Eine Rehabilitationsschrift für Teile der Linken bieten der Rechtsanwalt Hellmut Brunn und der Journalist Thomas Kirn. Bereits 1974 strahlte der NDR eine Sendung mit dem Titel „Rechtsanwälte – Linksanwälte“ aus6, die auf heftige Kritik stieß. Die Autoren des gleichnamigen Bandes treten durch ausgewählte Beispiele von annähernd 300 als „Linksanwälte“ eingestuften Juristen den Beweis an, dass diese Anwälte einer bereits damals kritisierten Hexenjagd ausgesetzt waren. Neben Otto Schily und Christian Ströbele zählen hier Kurt Groenewold, Siegfried Haag, Klaus Croissant und Rupert von Plottnitz zu den wichtigsten politischen Anwälten. Aus deren Sicht werfen Brunn und Kirn Schlaglichter auf das „Rote Jahrzehnt“, wobei sie eine wissenschaftliche Untersuchung explizit vermeiden. Das Buch soll vielmehr die schwierige und undankbare Position der gegen alle Widrigkeiten um den Rechtsstaat bemühten Anwälte darlegen. Schließlich sahen sich die Verteidiger in Stammheim „nicht nur letztlich ungerechtfertigtem Misstrauen ausgesetzt, sondern auch vielfältigem Druck von Seiten der Mandanten“ (S. 66).

Zu jeder Behauptung und Hypothese rund um die RAF nimmt das Buch aus der Linksanwalt-Perspektive Stellung, rollt Gerichtsurteile noch einmal auf (S. 95) und rechnet mit der damaligen Justiz ab, die es bis zum Auftritt der Linksanwälte versäumt habe, „fanatische Nazi-Staatsanwälte oder ihre Richterkollegen, die für ungezählte Justizmorde verantwortlich waren, ihrer Bestrafung zuzuführen“ (S. 118). Obendrein warf ihnen „die Justiz“ Prozessverschleppung, „die Mandantenschaft Obrigkeitsgläubigkeit und das Publikum Komplizenschaft“ vor (S. 133). Die Gefahr der kriminellen Instrumentalisierung wurde aber ebenso gebannt wie die unmittelbare Existenzbedrohung vieler Verteidiger in der „bleiernen Zeit“. Zu Beginn der 1980er-Jahre lösten sich die Fronten auf, wofür der 5. Strafverteidigertag als Grund angefügt wird. So erfrischend ein Perspektivwechsel in der RAF-Literatur wirkt, so sehr wird die gesellschaftliche, politische und gerichtliche Rolle der Linksanwälte überstrapaziert.
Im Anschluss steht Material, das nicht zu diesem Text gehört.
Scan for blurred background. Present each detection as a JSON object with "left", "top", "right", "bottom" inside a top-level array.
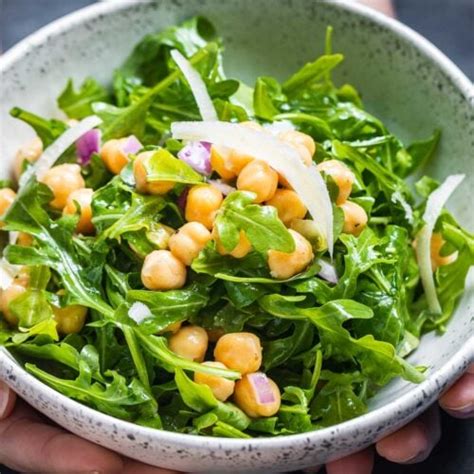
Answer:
[{"left": 0, "top": 1, "right": 473, "bottom": 474}]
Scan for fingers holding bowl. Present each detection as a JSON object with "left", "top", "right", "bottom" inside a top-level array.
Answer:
[
  {"left": 439, "top": 363, "right": 474, "bottom": 419},
  {"left": 376, "top": 404, "right": 441, "bottom": 464},
  {"left": 0, "top": 388, "right": 175, "bottom": 474},
  {"left": 0, "top": 380, "right": 17, "bottom": 420},
  {"left": 325, "top": 447, "right": 375, "bottom": 474}
]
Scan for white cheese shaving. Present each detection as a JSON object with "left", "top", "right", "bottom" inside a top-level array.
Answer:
[
  {"left": 171, "top": 121, "right": 334, "bottom": 255},
  {"left": 416, "top": 174, "right": 465, "bottom": 314},
  {"left": 19, "top": 115, "right": 102, "bottom": 187},
  {"left": 128, "top": 302, "right": 152, "bottom": 324},
  {"left": 263, "top": 120, "right": 295, "bottom": 135},
  {"left": 170, "top": 49, "right": 218, "bottom": 122}
]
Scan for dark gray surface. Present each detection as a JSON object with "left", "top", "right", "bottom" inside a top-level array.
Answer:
[{"left": 0, "top": 1, "right": 473, "bottom": 474}]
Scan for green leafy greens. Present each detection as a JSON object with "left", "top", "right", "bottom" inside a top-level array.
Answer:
[{"left": 1, "top": 17, "right": 472, "bottom": 439}]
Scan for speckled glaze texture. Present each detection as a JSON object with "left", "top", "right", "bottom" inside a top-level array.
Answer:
[{"left": 0, "top": 0, "right": 473, "bottom": 471}]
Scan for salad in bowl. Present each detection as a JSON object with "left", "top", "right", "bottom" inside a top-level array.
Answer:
[{"left": 0, "top": 17, "right": 472, "bottom": 439}]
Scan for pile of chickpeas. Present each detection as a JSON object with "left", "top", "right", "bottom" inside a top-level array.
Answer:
[
  {"left": 135, "top": 121, "right": 368, "bottom": 289},
  {"left": 0, "top": 122, "right": 460, "bottom": 418},
  {"left": 0, "top": 138, "right": 94, "bottom": 335},
  {"left": 168, "top": 325, "right": 280, "bottom": 417}
]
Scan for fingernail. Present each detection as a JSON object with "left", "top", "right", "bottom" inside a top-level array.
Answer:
[
  {"left": 400, "top": 449, "right": 429, "bottom": 464},
  {"left": 0, "top": 380, "right": 9, "bottom": 416},
  {"left": 445, "top": 404, "right": 474, "bottom": 419}
]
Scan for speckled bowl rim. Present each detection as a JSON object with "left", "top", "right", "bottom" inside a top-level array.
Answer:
[{"left": 0, "top": 0, "right": 473, "bottom": 453}]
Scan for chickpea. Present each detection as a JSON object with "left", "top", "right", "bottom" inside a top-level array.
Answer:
[
  {"left": 63, "top": 188, "right": 94, "bottom": 235},
  {"left": 16, "top": 232, "right": 34, "bottom": 247},
  {"left": 194, "top": 361, "right": 235, "bottom": 402},
  {"left": 278, "top": 130, "right": 315, "bottom": 167},
  {"left": 169, "top": 222, "right": 212, "bottom": 266},
  {"left": 430, "top": 233, "right": 458, "bottom": 271},
  {"left": 266, "top": 189, "right": 307, "bottom": 226},
  {"left": 267, "top": 229, "right": 313, "bottom": 279},
  {"left": 133, "top": 151, "right": 174, "bottom": 195},
  {"left": 214, "top": 332, "right": 262, "bottom": 374},
  {"left": 278, "top": 130, "right": 316, "bottom": 156},
  {"left": 214, "top": 229, "right": 252, "bottom": 259},
  {"left": 169, "top": 325, "right": 208, "bottom": 362},
  {"left": 100, "top": 137, "right": 131, "bottom": 175},
  {"left": 234, "top": 372, "right": 281, "bottom": 417},
  {"left": 0, "top": 283, "right": 26, "bottom": 326},
  {"left": 229, "top": 149, "right": 254, "bottom": 175},
  {"left": 340, "top": 201, "right": 368, "bottom": 236},
  {"left": 0, "top": 188, "right": 16, "bottom": 226},
  {"left": 185, "top": 185, "right": 223, "bottom": 230},
  {"left": 141, "top": 250, "right": 187, "bottom": 291},
  {"left": 160, "top": 321, "right": 182, "bottom": 334},
  {"left": 237, "top": 160, "right": 278, "bottom": 203},
  {"left": 53, "top": 304, "right": 88, "bottom": 334},
  {"left": 210, "top": 145, "right": 236, "bottom": 180},
  {"left": 317, "top": 159, "right": 355, "bottom": 205},
  {"left": 14, "top": 136, "right": 43, "bottom": 180},
  {"left": 39, "top": 164, "right": 85, "bottom": 209}
]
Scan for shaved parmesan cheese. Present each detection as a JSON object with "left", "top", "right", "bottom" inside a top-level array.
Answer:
[
  {"left": 19, "top": 115, "right": 102, "bottom": 187},
  {"left": 171, "top": 121, "right": 334, "bottom": 255},
  {"left": 128, "top": 302, "right": 152, "bottom": 324},
  {"left": 416, "top": 174, "right": 465, "bottom": 314},
  {"left": 170, "top": 49, "right": 218, "bottom": 122},
  {"left": 263, "top": 120, "right": 295, "bottom": 135},
  {"left": 317, "top": 258, "right": 338, "bottom": 284}
]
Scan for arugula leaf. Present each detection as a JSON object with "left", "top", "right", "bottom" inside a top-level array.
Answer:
[
  {"left": 26, "top": 360, "right": 155, "bottom": 421},
  {"left": 253, "top": 77, "right": 284, "bottom": 120},
  {"left": 259, "top": 295, "right": 423, "bottom": 384},
  {"left": 175, "top": 368, "right": 218, "bottom": 412},
  {"left": 311, "top": 371, "right": 367, "bottom": 426},
  {"left": 144, "top": 148, "right": 204, "bottom": 184},
  {"left": 215, "top": 191, "right": 295, "bottom": 254},
  {"left": 99, "top": 193, "right": 166, "bottom": 242},
  {"left": 403, "top": 130, "right": 441, "bottom": 177},
  {"left": 9, "top": 107, "right": 67, "bottom": 147},
  {"left": 57, "top": 78, "right": 110, "bottom": 119},
  {"left": 4, "top": 180, "right": 114, "bottom": 317},
  {"left": 127, "top": 285, "right": 209, "bottom": 334},
  {"left": 282, "top": 54, "right": 344, "bottom": 95},
  {"left": 118, "top": 16, "right": 217, "bottom": 87},
  {"left": 263, "top": 321, "right": 314, "bottom": 370},
  {"left": 99, "top": 43, "right": 218, "bottom": 142}
]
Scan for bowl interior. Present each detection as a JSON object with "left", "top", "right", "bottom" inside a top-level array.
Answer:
[{"left": 0, "top": 0, "right": 473, "bottom": 470}]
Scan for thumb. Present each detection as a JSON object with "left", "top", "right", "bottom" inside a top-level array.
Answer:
[{"left": 0, "top": 380, "right": 17, "bottom": 420}]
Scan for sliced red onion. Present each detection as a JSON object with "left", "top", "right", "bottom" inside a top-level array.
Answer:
[
  {"left": 76, "top": 128, "right": 101, "bottom": 165},
  {"left": 317, "top": 258, "right": 338, "bottom": 284},
  {"left": 177, "top": 141, "right": 212, "bottom": 176},
  {"left": 177, "top": 187, "right": 189, "bottom": 213},
  {"left": 121, "top": 135, "right": 143, "bottom": 155},
  {"left": 208, "top": 179, "right": 236, "bottom": 196},
  {"left": 248, "top": 372, "right": 276, "bottom": 404}
]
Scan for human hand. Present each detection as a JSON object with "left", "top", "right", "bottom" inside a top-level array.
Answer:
[
  {"left": 305, "top": 364, "right": 474, "bottom": 473},
  {"left": 0, "top": 381, "right": 176, "bottom": 474}
]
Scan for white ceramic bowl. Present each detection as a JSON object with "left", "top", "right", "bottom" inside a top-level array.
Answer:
[{"left": 0, "top": 1, "right": 473, "bottom": 472}]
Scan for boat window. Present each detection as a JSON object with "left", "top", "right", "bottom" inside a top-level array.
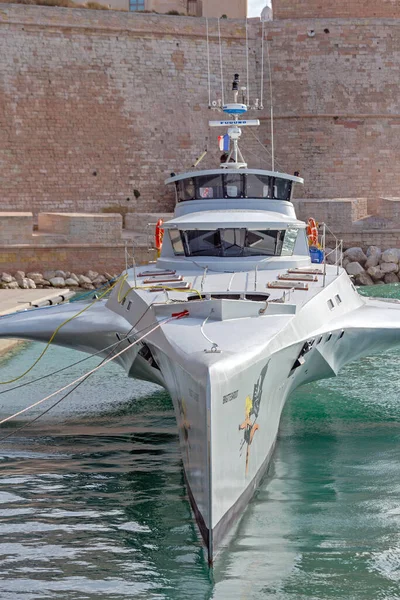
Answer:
[
  {"left": 169, "top": 229, "right": 185, "bottom": 256},
  {"left": 273, "top": 177, "right": 293, "bottom": 201},
  {"left": 224, "top": 173, "right": 244, "bottom": 198},
  {"left": 172, "top": 228, "right": 299, "bottom": 257},
  {"left": 176, "top": 178, "right": 195, "bottom": 202},
  {"left": 182, "top": 230, "right": 221, "bottom": 256},
  {"left": 281, "top": 226, "right": 298, "bottom": 256},
  {"left": 195, "top": 174, "right": 224, "bottom": 199},
  {"left": 220, "top": 228, "right": 246, "bottom": 256},
  {"left": 245, "top": 174, "right": 272, "bottom": 198}
]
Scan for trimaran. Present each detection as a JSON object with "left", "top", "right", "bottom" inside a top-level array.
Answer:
[{"left": 1, "top": 74, "right": 400, "bottom": 564}]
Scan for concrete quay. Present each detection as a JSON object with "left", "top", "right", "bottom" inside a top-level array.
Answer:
[{"left": 0, "top": 289, "right": 72, "bottom": 357}]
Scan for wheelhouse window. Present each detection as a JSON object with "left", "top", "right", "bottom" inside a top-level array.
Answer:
[
  {"left": 174, "top": 174, "right": 293, "bottom": 202},
  {"left": 224, "top": 173, "right": 244, "bottom": 198},
  {"left": 196, "top": 174, "right": 224, "bottom": 199},
  {"left": 169, "top": 228, "right": 299, "bottom": 258},
  {"left": 246, "top": 174, "right": 272, "bottom": 198}
]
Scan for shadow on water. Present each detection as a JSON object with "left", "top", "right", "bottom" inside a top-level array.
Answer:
[{"left": 1, "top": 284, "right": 400, "bottom": 599}]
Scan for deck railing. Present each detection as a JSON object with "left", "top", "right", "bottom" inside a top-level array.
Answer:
[{"left": 319, "top": 223, "right": 343, "bottom": 287}]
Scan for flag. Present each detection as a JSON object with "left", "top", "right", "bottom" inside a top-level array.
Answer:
[{"left": 218, "top": 134, "right": 230, "bottom": 152}]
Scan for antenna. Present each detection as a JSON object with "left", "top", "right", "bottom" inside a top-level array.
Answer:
[
  {"left": 209, "top": 73, "right": 260, "bottom": 169},
  {"left": 218, "top": 18, "right": 225, "bottom": 105},
  {"left": 245, "top": 18, "right": 250, "bottom": 106},
  {"left": 266, "top": 37, "right": 275, "bottom": 172},
  {"left": 206, "top": 18, "right": 211, "bottom": 108}
]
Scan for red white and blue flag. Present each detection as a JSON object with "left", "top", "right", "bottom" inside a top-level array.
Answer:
[{"left": 218, "top": 134, "right": 230, "bottom": 152}]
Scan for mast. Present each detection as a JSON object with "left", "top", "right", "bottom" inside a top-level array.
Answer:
[{"left": 209, "top": 74, "right": 260, "bottom": 170}]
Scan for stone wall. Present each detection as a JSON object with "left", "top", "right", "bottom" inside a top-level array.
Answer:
[
  {"left": 0, "top": 244, "right": 149, "bottom": 273},
  {"left": 272, "top": 0, "right": 400, "bottom": 20},
  {"left": 2, "top": 5, "right": 400, "bottom": 248}
]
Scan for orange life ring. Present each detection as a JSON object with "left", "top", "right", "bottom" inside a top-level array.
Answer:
[
  {"left": 155, "top": 218, "right": 164, "bottom": 253},
  {"left": 306, "top": 217, "right": 318, "bottom": 247}
]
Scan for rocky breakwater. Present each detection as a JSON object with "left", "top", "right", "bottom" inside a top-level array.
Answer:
[
  {"left": 0, "top": 270, "right": 119, "bottom": 291},
  {"left": 326, "top": 246, "right": 400, "bottom": 286}
]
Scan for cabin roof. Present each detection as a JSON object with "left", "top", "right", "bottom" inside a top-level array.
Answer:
[
  {"left": 162, "top": 210, "right": 305, "bottom": 230},
  {"left": 165, "top": 168, "right": 304, "bottom": 185}
]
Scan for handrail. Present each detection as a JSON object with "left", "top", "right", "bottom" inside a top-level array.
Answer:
[{"left": 319, "top": 222, "right": 343, "bottom": 287}]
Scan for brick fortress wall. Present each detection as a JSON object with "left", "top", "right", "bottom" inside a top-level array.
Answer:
[{"left": 1, "top": 4, "right": 400, "bottom": 249}]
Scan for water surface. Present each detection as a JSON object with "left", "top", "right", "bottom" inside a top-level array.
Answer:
[{"left": 0, "top": 284, "right": 400, "bottom": 599}]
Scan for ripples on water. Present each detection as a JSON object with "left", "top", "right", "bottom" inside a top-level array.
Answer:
[{"left": 0, "top": 285, "right": 400, "bottom": 599}]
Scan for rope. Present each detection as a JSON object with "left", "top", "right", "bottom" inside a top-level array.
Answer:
[
  {"left": 0, "top": 314, "right": 186, "bottom": 428},
  {"left": 0, "top": 303, "right": 161, "bottom": 441},
  {"left": 206, "top": 17, "right": 211, "bottom": 108},
  {"left": 0, "top": 316, "right": 158, "bottom": 397},
  {"left": 218, "top": 18, "right": 225, "bottom": 105},
  {"left": 0, "top": 275, "right": 125, "bottom": 386}
]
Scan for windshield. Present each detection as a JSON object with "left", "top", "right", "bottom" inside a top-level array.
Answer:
[
  {"left": 169, "top": 228, "right": 299, "bottom": 257},
  {"left": 175, "top": 174, "right": 293, "bottom": 202}
]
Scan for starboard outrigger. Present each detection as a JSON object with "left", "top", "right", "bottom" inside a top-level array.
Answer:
[{"left": 1, "top": 75, "right": 400, "bottom": 564}]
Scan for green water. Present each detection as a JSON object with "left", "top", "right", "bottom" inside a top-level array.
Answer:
[{"left": 0, "top": 285, "right": 400, "bottom": 599}]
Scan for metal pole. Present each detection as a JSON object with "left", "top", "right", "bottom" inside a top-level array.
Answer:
[{"left": 323, "top": 223, "right": 327, "bottom": 288}]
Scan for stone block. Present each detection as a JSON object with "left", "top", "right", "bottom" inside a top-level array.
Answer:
[{"left": 38, "top": 213, "right": 123, "bottom": 244}]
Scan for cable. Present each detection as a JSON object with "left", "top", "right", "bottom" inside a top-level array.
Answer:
[
  {"left": 206, "top": 17, "right": 211, "bottom": 108},
  {"left": 0, "top": 316, "right": 182, "bottom": 428},
  {"left": 0, "top": 274, "right": 126, "bottom": 386},
  {"left": 0, "top": 302, "right": 162, "bottom": 441},
  {"left": 0, "top": 314, "right": 158, "bottom": 397},
  {"left": 218, "top": 18, "right": 225, "bottom": 105}
]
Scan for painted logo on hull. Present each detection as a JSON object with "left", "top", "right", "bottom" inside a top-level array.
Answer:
[{"left": 239, "top": 362, "right": 270, "bottom": 476}]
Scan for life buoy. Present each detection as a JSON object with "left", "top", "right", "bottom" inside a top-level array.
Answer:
[
  {"left": 306, "top": 217, "right": 318, "bottom": 247},
  {"left": 155, "top": 218, "right": 164, "bottom": 255}
]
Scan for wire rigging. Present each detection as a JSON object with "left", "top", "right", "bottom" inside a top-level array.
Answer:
[
  {"left": 245, "top": 17, "right": 250, "bottom": 105},
  {"left": 218, "top": 18, "right": 225, "bottom": 105},
  {"left": 206, "top": 17, "right": 211, "bottom": 108}
]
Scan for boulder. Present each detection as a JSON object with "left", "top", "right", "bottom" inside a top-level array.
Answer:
[
  {"left": 64, "top": 271, "right": 71, "bottom": 279},
  {"left": 380, "top": 262, "right": 399, "bottom": 274},
  {"left": 70, "top": 273, "right": 80, "bottom": 283},
  {"left": 0, "top": 282, "right": 9, "bottom": 289},
  {"left": 92, "top": 276, "right": 107, "bottom": 286},
  {"left": 26, "top": 272, "right": 44, "bottom": 284},
  {"left": 355, "top": 272, "right": 374, "bottom": 286},
  {"left": 342, "top": 257, "right": 351, "bottom": 269},
  {"left": 86, "top": 270, "right": 99, "bottom": 282},
  {"left": 65, "top": 278, "right": 80, "bottom": 287},
  {"left": 14, "top": 270, "right": 25, "bottom": 281},
  {"left": 325, "top": 247, "right": 343, "bottom": 266},
  {"left": 384, "top": 273, "right": 400, "bottom": 284},
  {"left": 367, "top": 266, "right": 385, "bottom": 281},
  {"left": 344, "top": 247, "right": 367, "bottom": 265},
  {"left": 78, "top": 275, "right": 92, "bottom": 285},
  {"left": 18, "top": 278, "right": 30, "bottom": 289},
  {"left": 381, "top": 248, "right": 399, "bottom": 264},
  {"left": 1, "top": 273, "right": 12, "bottom": 283},
  {"left": 55, "top": 270, "right": 66, "bottom": 279},
  {"left": 7, "top": 281, "right": 19, "bottom": 289},
  {"left": 104, "top": 272, "right": 113, "bottom": 281},
  {"left": 44, "top": 270, "right": 56, "bottom": 281},
  {"left": 365, "top": 246, "right": 382, "bottom": 269},
  {"left": 345, "top": 262, "right": 365, "bottom": 276},
  {"left": 81, "top": 282, "right": 95, "bottom": 290},
  {"left": 49, "top": 277, "right": 65, "bottom": 288},
  {"left": 26, "top": 278, "right": 37, "bottom": 289}
]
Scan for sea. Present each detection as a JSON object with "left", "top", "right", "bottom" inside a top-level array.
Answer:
[{"left": 0, "top": 284, "right": 400, "bottom": 599}]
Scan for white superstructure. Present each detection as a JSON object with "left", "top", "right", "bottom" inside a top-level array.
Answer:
[{"left": 1, "top": 74, "right": 400, "bottom": 564}]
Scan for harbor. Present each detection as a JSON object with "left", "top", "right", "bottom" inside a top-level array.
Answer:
[
  {"left": 0, "top": 284, "right": 399, "bottom": 598},
  {"left": 1, "top": 0, "right": 400, "bottom": 595}
]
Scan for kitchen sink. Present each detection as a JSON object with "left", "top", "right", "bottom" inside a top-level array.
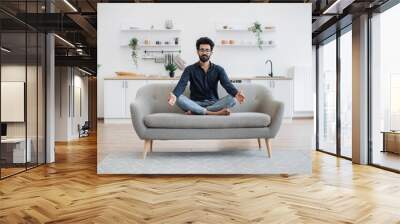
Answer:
[{"left": 254, "top": 75, "right": 286, "bottom": 78}]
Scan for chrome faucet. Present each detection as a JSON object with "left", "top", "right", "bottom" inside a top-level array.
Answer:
[{"left": 265, "top": 60, "right": 273, "bottom": 77}]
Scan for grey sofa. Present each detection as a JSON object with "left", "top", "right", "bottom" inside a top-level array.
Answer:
[{"left": 130, "top": 83, "right": 284, "bottom": 159}]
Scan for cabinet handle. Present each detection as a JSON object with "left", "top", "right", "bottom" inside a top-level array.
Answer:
[
  {"left": 125, "top": 80, "right": 128, "bottom": 88},
  {"left": 122, "top": 81, "right": 125, "bottom": 88}
]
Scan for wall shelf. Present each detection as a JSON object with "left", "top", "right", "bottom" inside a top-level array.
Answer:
[
  {"left": 216, "top": 43, "right": 276, "bottom": 48},
  {"left": 121, "top": 44, "right": 181, "bottom": 48},
  {"left": 139, "top": 44, "right": 181, "bottom": 47},
  {"left": 121, "top": 28, "right": 181, "bottom": 32},
  {"left": 216, "top": 27, "right": 276, "bottom": 32}
]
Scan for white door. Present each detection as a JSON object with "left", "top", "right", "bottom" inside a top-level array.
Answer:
[
  {"left": 104, "top": 80, "right": 125, "bottom": 118},
  {"left": 125, "top": 80, "right": 147, "bottom": 118},
  {"left": 271, "top": 80, "right": 293, "bottom": 118}
]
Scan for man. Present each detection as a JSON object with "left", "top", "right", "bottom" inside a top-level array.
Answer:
[{"left": 168, "top": 37, "right": 245, "bottom": 115}]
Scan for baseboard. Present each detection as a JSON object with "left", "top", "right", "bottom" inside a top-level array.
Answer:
[
  {"left": 104, "top": 118, "right": 131, "bottom": 124},
  {"left": 293, "top": 111, "right": 314, "bottom": 118}
]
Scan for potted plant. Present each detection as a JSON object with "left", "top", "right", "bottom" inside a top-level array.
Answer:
[
  {"left": 128, "top": 37, "right": 139, "bottom": 67},
  {"left": 248, "top": 21, "right": 263, "bottom": 50},
  {"left": 165, "top": 63, "right": 177, "bottom": 78}
]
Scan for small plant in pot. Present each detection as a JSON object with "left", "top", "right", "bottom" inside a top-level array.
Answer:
[
  {"left": 165, "top": 63, "right": 177, "bottom": 78},
  {"left": 128, "top": 37, "right": 139, "bottom": 67},
  {"left": 248, "top": 21, "right": 263, "bottom": 50}
]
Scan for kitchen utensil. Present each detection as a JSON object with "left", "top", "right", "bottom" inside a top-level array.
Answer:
[
  {"left": 174, "top": 54, "right": 186, "bottom": 70},
  {"left": 155, "top": 57, "right": 165, "bottom": 63},
  {"left": 165, "top": 19, "right": 173, "bottom": 29}
]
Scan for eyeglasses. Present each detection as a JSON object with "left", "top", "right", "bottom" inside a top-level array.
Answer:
[{"left": 198, "top": 48, "right": 212, "bottom": 53}]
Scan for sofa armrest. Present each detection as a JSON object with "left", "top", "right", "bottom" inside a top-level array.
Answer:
[
  {"left": 130, "top": 99, "right": 153, "bottom": 139},
  {"left": 258, "top": 97, "right": 285, "bottom": 138}
]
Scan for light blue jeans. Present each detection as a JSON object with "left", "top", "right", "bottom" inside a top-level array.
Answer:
[{"left": 176, "top": 95, "right": 236, "bottom": 115}]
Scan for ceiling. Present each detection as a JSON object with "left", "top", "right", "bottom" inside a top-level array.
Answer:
[{"left": 0, "top": 0, "right": 391, "bottom": 75}]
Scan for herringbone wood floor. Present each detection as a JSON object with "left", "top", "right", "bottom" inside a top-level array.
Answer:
[{"left": 1, "top": 121, "right": 400, "bottom": 223}]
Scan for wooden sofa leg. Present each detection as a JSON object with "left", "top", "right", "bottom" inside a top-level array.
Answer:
[
  {"left": 264, "top": 138, "right": 272, "bottom": 158},
  {"left": 257, "top": 138, "right": 261, "bottom": 150},
  {"left": 143, "top": 139, "right": 151, "bottom": 159},
  {"left": 150, "top": 140, "right": 153, "bottom": 152}
]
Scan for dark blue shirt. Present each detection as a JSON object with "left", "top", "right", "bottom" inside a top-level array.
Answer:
[{"left": 172, "top": 62, "right": 238, "bottom": 101}]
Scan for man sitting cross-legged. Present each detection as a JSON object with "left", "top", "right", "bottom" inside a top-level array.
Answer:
[{"left": 167, "top": 37, "right": 245, "bottom": 115}]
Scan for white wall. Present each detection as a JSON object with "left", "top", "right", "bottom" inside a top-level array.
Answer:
[
  {"left": 72, "top": 73, "right": 89, "bottom": 138},
  {"left": 55, "top": 67, "right": 89, "bottom": 141},
  {"left": 55, "top": 67, "right": 69, "bottom": 141},
  {"left": 1, "top": 65, "right": 41, "bottom": 137},
  {"left": 97, "top": 3, "right": 312, "bottom": 118},
  {"left": 1, "top": 64, "right": 47, "bottom": 164}
]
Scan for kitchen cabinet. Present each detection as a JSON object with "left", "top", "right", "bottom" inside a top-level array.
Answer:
[
  {"left": 251, "top": 79, "right": 293, "bottom": 118},
  {"left": 148, "top": 79, "right": 178, "bottom": 84},
  {"left": 104, "top": 79, "right": 147, "bottom": 120},
  {"left": 104, "top": 80, "right": 126, "bottom": 118},
  {"left": 104, "top": 79, "right": 178, "bottom": 122},
  {"left": 288, "top": 66, "right": 314, "bottom": 117},
  {"left": 271, "top": 80, "right": 294, "bottom": 118},
  {"left": 125, "top": 80, "right": 147, "bottom": 118}
]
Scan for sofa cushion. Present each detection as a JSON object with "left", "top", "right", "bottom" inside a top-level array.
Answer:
[{"left": 144, "top": 112, "right": 271, "bottom": 129}]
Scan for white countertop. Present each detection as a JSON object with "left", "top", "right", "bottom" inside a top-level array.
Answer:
[{"left": 104, "top": 75, "right": 292, "bottom": 80}]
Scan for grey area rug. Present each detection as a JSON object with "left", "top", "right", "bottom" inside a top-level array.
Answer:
[{"left": 98, "top": 149, "right": 312, "bottom": 175}]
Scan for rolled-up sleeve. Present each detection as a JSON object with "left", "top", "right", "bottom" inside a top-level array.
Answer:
[
  {"left": 219, "top": 67, "right": 238, "bottom": 97},
  {"left": 172, "top": 67, "right": 190, "bottom": 97}
]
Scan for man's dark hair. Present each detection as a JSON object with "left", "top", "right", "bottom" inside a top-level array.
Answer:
[{"left": 196, "top": 37, "right": 214, "bottom": 51}]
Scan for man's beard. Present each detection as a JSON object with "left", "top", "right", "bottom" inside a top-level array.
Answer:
[{"left": 199, "top": 55, "right": 209, "bottom": 63}]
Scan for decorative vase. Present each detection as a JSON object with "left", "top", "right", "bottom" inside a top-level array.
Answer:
[{"left": 169, "top": 71, "right": 175, "bottom": 78}]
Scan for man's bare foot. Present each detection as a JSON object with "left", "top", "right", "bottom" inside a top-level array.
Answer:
[
  {"left": 206, "top": 108, "right": 230, "bottom": 116},
  {"left": 185, "top": 110, "right": 192, "bottom": 115}
]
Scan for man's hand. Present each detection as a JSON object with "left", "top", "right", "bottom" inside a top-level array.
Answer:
[
  {"left": 168, "top": 92, "right": 177, "bottom": 106},
  {"left": 235, "top": 90, "right": 245, "bottom": 104}
]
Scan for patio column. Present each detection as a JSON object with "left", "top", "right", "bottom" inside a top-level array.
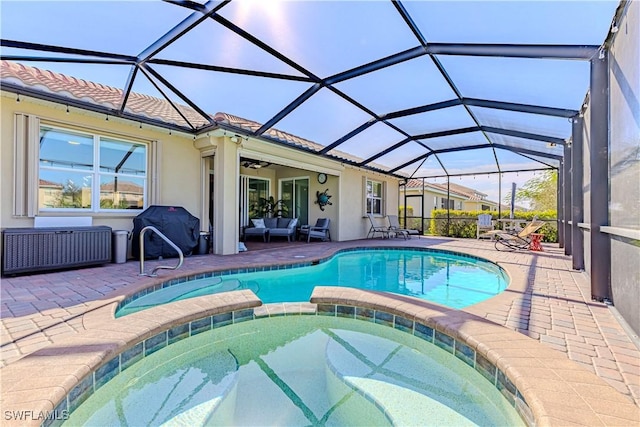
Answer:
[
  {"left": 558, "top": 160, "right": 564, "bottom": 248},
  {"left": 563, "top": 143, "right": 572, "bottom": 255},
  {"left": 589, "top": 51, "right": 611, "bottom": 302},
  {"left": 571, "top": 116, "right": 585, "bottom": 270},
  {"left": 212, "top": 136, "right": 240, "bottom": 255}
]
Die gravierenden Veränderungen in der bundesdeutschen Nachkriegsjustiz werden nahezu ausschließlich auf das politische Engagement dieser Anwälte zurückgeführt. Das schmälert den Erkenntnisgewinn dieses Bandes für die Geschichte der 1970er-Jahre leider erheblich.

Alexander Straßner wagt den Schritt in die 1980er und 1990er-Jahre. Seine Studie über die „dritte Generation“ der RAF ist als politikwissenschaftliche Dissertation an der Universität Regensburg entstanden und versteht sich als Beitrag zur Extremismusforschung. Ziel der Arbeit ist es, den Zerfallsprozess einer terroristischen Organisation idealtypisch darzustellen und die bestimmenden Muster zu analysieren. Seine Hypothese leitet Straßner aus strukturellen Mängeln terroristischer Gruppen ab, die ihre Ziele weder erreichen könnten noch dauerhaft überlebensfähig seien, „da sie die Anforderungen an ihre Eigenschaft als soziale Systeme nicht zu erfüllen vermögen“ (S. 62). Folgerichtig bedient sich Straßner systemtheoretischer Prämissen, um diese Hypothese zu verifizieren und dabei explizit auf die Wechselwirkungen zwischen dem sozialen System RAF und seiner Umwelt einzugehen. Er greift auf Gespräche mit Experten vom Bundeskriminalamt, dem Bundesamt für Verfassungsschutz und Angehörigen der Länderpolizeien zurück, aber auch auf Analysen von Bekennerschreiben. Seine argumentative Linie verläuft überzeugend von den Analysen der einzelnen Akteure in den RAF-Kommandos zum Dilemma der auf eindimensionaler Wahrnehmung beruhenden Interpretation der politisch-gesellschaftlichen und wirtschaftlichen Wirklichkeit. Durch den polizeilichen Fahndungsdruck und die Isolation auch von einem vorher existierenden Unterstützerfeld entwickelte sich die Gruppe zu einer klandestinen Organisation, die die Bedürfnisse und Integrationsnotwendigkeiten eines sozialen Systems durch die völlige Exklusion aus gesellschaftlichen Zusammenhängen nicht erfüllen konnte. Dies lief nach Straßner zwangsläufig auf eine Auflösung der terroristischen Organisation hinaus.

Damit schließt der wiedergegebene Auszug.